= Oversleyford =

There are places called Oversley elsewhere in England.
Oversley and Oversleyford (sometimes Oversley Ford) is a name used for some places in an area near Manchester Airport.
- Oversleyford Bridge, where the A538 road from Altrincham to Wilmslow crosses the River Bollin
- Oversley Lodge Farm (as at August 2011 occupied by an asbestos cleanup firm for training)
- Oversley Farm, and Oversleyford Brickworks, now obliterated by Runway 2 of Manchester Airport

The name is first recorded in the 13th century as Vulverichelei and seems to come from Anglo-Saxon Wulfrīces lēah (Wulfrīc's clearing or meadow). The ford was probably a few yards north of the modern main road Oversleyford Bridge, where a minor road bridges the Bollin; that minor road is now a back entry to a hotel's front yard but was part of the A538 road before it was diverted for a runway extension. The name Oversleyford is at the middle of the south edge of this old Ordnance Survey map.

==Oversley Farm==
Remains of a timber long house were found near at Oversley Farm during the building of Manchester Airport's second runway.

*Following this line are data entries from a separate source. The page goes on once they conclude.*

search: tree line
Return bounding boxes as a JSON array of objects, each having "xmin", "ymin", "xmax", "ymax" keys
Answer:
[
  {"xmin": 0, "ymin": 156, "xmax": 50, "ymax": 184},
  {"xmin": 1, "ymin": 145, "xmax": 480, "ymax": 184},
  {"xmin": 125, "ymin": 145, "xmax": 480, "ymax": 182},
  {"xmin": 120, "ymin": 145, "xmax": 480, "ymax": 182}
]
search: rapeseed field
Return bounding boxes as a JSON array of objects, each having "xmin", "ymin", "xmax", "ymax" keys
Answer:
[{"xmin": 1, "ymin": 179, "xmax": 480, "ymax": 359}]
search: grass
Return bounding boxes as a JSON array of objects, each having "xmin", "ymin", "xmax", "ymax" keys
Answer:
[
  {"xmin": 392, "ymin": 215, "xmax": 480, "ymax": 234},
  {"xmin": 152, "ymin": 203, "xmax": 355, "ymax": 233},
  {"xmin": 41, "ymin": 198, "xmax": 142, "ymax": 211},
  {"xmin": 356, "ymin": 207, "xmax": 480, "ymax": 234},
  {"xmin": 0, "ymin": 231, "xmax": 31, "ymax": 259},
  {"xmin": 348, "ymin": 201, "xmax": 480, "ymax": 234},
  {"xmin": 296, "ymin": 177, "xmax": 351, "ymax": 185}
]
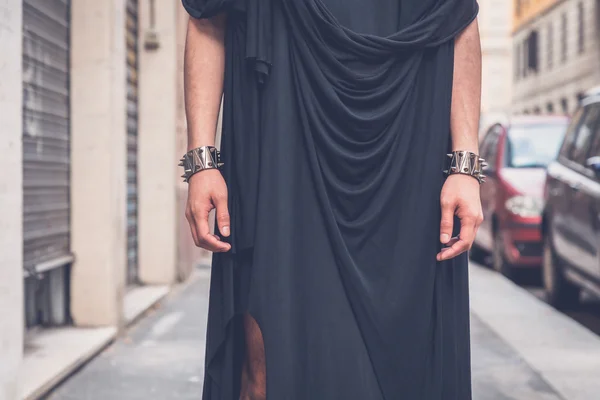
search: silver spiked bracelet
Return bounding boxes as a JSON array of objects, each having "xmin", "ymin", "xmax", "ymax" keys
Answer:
[
  {"xmin": 444, "ymin": 150, "xmax": 487, "ymax": 184},
  {"xmin": 179, "ymin": 146, "xmax": 224, "ymax": 183}
]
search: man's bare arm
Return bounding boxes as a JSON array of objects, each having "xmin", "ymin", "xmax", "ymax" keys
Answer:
[
  {"xmin": 450, "ymin": 18, "xmax": 482, "ymax": 154},
  {"xmin": 184, "ymin": 14, "xmax": 231, "ymax": 253},
  {"xmin": 184, "ymin": 14, "xmax": 227, "ymax": 150},
  {"xmin": 438, "ymin": 19, "xmax": 483, "ymax": 261}
]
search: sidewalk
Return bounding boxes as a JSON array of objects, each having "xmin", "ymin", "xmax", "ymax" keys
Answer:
[
  {"xmin": 46, "ymin": 265, "xmax": 595, "ymax": 400},
  {"xmin": 469, "ymin": 265, "xmax": 600, "ymax": 400},
  {"xmin": 471, "ymin": 316, "xmax": 562, "ymax": 400},
  {"xmin": 47, "ymin": 268, "xmax": 211, "ymax": 400}
]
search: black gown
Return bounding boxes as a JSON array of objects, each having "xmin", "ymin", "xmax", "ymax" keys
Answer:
[{"xmin": 181, "ymin": 1, "xmax": 479, "ymax": 399}]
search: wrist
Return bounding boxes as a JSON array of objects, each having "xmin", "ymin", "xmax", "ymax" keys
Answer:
[
  {"xmin": 452, "ymin": 144, "xmax": 479, "ymax": 154},
  {"xmin": 444, "ymin": 150, "xmax": 487, "ymax": 184},
  {"xmin": 451, "ymin": 137, "xmax": 479, "ymax": 154},
  {"xmin": 446, "ymin": 173, "xmax": 480, "ymax": 186},
  {"xmin": 179, "ymin": 146, "xmax": 223, "ymax": 183},
  {"xmin": 188, "ymin": 141, "xmax": 215, "ymax": 151},
  {"xmin": 187, "ymin": 134, "xmax": 216, "ymax": 151}
]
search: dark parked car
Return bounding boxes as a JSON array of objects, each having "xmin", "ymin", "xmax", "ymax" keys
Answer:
[
  {"xmin": 543, "ymin": 87, "xmax": 600, "ymax": 307},
  {"xmin": 473, "ymin": 115, "xmax": 569, "ymax": 277}
]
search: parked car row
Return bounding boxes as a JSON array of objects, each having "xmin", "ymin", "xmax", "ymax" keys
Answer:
[
  {"xmin": 474, "ymin": 86, "xmax": 600, "ymax": 309},
  {"xmin": 472, "ymin": 115, "xmax": 569, "ymax": 275}
]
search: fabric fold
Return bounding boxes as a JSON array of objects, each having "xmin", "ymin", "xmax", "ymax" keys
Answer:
[{"xmin": 245, "ymin": 0, "xmax": 273, "ymax": 84}]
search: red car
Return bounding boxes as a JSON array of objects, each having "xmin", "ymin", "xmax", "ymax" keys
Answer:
[{"xmin": 472, "ymin": 116, "xmax": 569, "ymax": 277}]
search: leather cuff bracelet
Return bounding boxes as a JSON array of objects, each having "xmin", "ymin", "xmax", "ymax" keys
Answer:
[
  {"xmin": 179, "ymin": 146, "xmax": 223, "ymax": 183},
  {"xmin": 444, "ymin": 150, "xmax": 487, "ymax": 184}
]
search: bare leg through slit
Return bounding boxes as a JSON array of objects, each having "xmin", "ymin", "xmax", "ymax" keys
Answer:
[{"xmin": 240, "ymin": 314, "xmax": 267, "ymax": 400}]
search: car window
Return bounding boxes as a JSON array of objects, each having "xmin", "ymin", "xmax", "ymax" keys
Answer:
[
  {"xmin": 569, "ymin": 105, "xmax": 600, "ymax": 165},
  {"xmin": 479, "ymin": 126, "xmax": 497, "ymax": 159},
  {"xmin": 559, "ymin": 107, "xmax": 585, "ymax": 159},
  {"xmin": 506, "ymin": 123, "xmax": 568, "ymax": 168},
  {"xmin": 585, "ymin": 105, "xmax": 600, "ymax": 159},
  {"xmin": 486, "ymin": 132, "xmax": 500, "ymax": 168}
]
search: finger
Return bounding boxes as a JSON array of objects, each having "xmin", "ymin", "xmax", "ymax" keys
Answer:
[
  {"xmin": 213, "ymin": 194, "xmax": 231, "ymax": 237},
  {"xmin": 437, "ymin": 217, "xmax": 476, "ymax": 261},
  {"xmin": 186, "ymin": 211, "xmax": 201, "ymax": 247},
  {"xmin": 437, "ymin": 239, "xmax": 470, "ymax": 261},
  {"xmin": 440, "ymin": 198, "xmax": 455, "ymax": 244},
  {"xmin": 197, "ymin": 229, "xmax": 230, "ymax": 252},
  {"xmin": 442, "ymin": 236, "xmax": 460, "ymax": 248},
  {"xmin": 458, "ymin": 216, "xmax": 476, "ymax": 249},
  {"xmin": 437, "ymin": 237, "xmax": 459, "ymax": 260},
  {"xmin": 196, "ymin": 209, "xmax": 231, "ymax": 252}
]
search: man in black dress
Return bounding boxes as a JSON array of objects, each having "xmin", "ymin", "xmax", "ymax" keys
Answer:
[{"xmin": 182, "ymin": 1, "xmax": 483, "ymax": 399}]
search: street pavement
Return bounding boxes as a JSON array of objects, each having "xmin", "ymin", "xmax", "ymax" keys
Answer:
[{"xmin": 47, "ymin": 267, "xmax": 563, "ymax": 400}]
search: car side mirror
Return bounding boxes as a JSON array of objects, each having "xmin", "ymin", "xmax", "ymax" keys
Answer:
[{"xmin": 585, "ymin": 156, "xmax": 600, "ymax": 175}]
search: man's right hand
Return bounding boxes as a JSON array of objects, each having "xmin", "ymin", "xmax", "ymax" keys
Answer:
[{"xmin": 185, "ymin": 169, "xmax": 232, "ymax": 252}]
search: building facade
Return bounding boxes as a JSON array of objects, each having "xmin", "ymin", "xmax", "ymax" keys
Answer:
[
  {"xmin": 512, "ymin": 0, "xmax": 600, "ymax": 115},
  {"xmin": 0, "ymin": 1, "xmax": 206, "ymax": 398},
  {"xmin": 479, "ymin": 0, "xmax": 514, "ymax": 119}
]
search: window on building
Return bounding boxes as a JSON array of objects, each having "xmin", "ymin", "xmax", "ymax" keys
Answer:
[
  {"xmin": 578, "ymin": 2, "xmax": 585, "ymax": 54},
  {"xmin": 523, "ymin": 38, "xmax": 529, "ymax": 77},
  {"xmin": 561, "ymin": 13, "xmax": 568, "ymax": 63},
  {"xmin": 533, "ymin": 106, "xmax": 541, "ymax": 115},
  {"xmin": 547, "ymin": 22, "xmax": 553, "ymax": 69},
  {"xmin": 561, "ymin": 98, "xmax": 569, "ymax": 114},
  {"xmin": 515, "ymin": 43, "xmax": 520, "ymax": 81},
  {"xmin": 547, "ymin": 102, "xmax": 555, "ymax": 114},
  {"xmin": 527, "ymin": 30, "xmax": 539, "ymax": 72}
]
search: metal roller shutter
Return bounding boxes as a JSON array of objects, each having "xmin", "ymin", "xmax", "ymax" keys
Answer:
[
  {"xmin": 22, "ymin": 0, "xmax": 72, "ymax": 327},
  {"xmin": 126, "ymin": 0, "xmax": 139, "ymax": 284}
]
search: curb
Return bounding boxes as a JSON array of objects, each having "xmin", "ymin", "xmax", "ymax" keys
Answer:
[
  {"xmin": 21, "ymin": 327, "xmax": 117, "ymax": 400},
  {"xmin": 22, "ymin": 268, "xmax": 207, "ymax": 400},
  {"xmin": 469, "ymin": 264, "xmax": 600, "ymax": 400}
]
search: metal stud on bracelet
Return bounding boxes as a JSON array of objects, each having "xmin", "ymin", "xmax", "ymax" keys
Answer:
[
  {"xmin": 443, "ymin": 150, "xmax": 487, "ymax": 184},
  {"xmin": 179, "ymin": 146, "xmax": 224, "ymax": 183}
]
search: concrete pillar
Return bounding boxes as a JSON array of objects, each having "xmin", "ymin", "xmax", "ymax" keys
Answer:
[
  {"xmin": 137, "ymin": 0, "xmax": 179, "ymax": 285},
  {"xmin": 0, "ymin": 3, "xmax": 24, "ymax": 399},
  {"xmin": 70, "ymin": 0, "xmax": 127, "ymax": 327}
]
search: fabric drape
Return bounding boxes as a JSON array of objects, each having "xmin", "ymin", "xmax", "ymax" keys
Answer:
[{"xmin": 182, "ymin": 1, "xmax": 478, "ymax": 398}]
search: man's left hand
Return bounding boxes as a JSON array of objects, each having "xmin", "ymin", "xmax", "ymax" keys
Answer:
[{"xmin": 437, "ymin": 174, "xmax": 484, "ymax": 261}]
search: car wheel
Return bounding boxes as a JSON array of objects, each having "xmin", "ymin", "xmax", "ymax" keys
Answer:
[
  {"xmin": 543, "ymin": 234, "xmax": 580, "ymax": 309},
  {"xmin": 493, "ymin": 229, "xmax": 513, "ymax": 278}
]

Oversley Farm has been described as "by far the most important prehistoric site within the boundaries of the twenty-first-century city ... [and] ... one of the most important in the North West". It is the site of an Early Neolithic farming community, although it is now underneath runway two of Manchester Airport. The longhouse measured 10 m by 7 m with a central hearth. Material in the pit was radiocarbon dated to 3975 BC to 3675 BC. The site was probably in use into the Late Bronze Age.